Tuesday, May 19, 2009

When a Speech Impediment is a Viable Alterative for GoToMeeting

In my usual fashion of being behind the times I recently came across a nifty service that is a workable alternative to the WebEx or GoToMeeting type products. Welcome to DimDim. In spite of the fact that the name is reminescent of a Tourette's convenion drunken brawl, they actually have what appears to be a decent offering - and at a killer price point. $19 a month at the time of this writing. Got your attention yet? Thought so.

Now I haven't taken the time to conduct a point by point comparison between DimDim and GTM, but to be honest I don't use either one much so I don't give two shits whether one performs better or how the licensing stacks up between the two, yada yada.

I'm not in the business of free hand jobs so you get to go do your own homework on this one.

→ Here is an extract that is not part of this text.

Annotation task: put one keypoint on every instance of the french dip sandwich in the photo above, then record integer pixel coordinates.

All the same, this type of service is becomming a commodity so if DimDim can beat out the big players, then you're only dryhumpng yourself if you don't try them out.

-CG

Friday, May 15, 2009

The "I Can't Access" Client

It's become apparent to me that Microsoft and organized religion have much in common. A few examples:

1. a Cult-like following for no apparent reason

2. They are convinced that they have the absolute *and only* truth despite any claims or evidence to the contrary - effectively lumping Linux and Wicca into the same category (which is not as far fetched as it may sound)

3. They both need all your money and will do almost anything to get it.

Point three apparently includes kicking your bedpartner off onto the floor in the morning after a great night of high caliber ugly bumping.

"CG, what in the mickey mouse fuck are you talking about," you may ask?

A fair critique.

I give you http://support.microsoft.com/kb/949914

The jist of it is that Microsoft's money grab is causing issues with older versions of the ICA client. You see they updated the encryption of the TSCal from 512 bytes to 2048 bytes.

This plays havoc with older versions of the ICA client because they choke on the new key and consequently take a dump - or actually they write a dump assuming you've got some kind of debugging going on. None the less...

You can't tell me that there's a line of people trying to crack the TS license encryption. Defeating the terminal server license model is trivial. I've never met anyone that honestly cared that much about it. That is of course unless you're using Citrix and in that case you're screwed because upgrading your terminal server build gives your user base the middle finger.

This is where I would normally make some cheeky remark about how maybe Citrix should write some function in their XenApp Server code that causes the server to blue screen, but upon reflection I realize that it's hardly necessary. Microsoft seems to be doing quite well in that regard.

Just in case you were wondering what a 182 billion dollar douche bag looks like.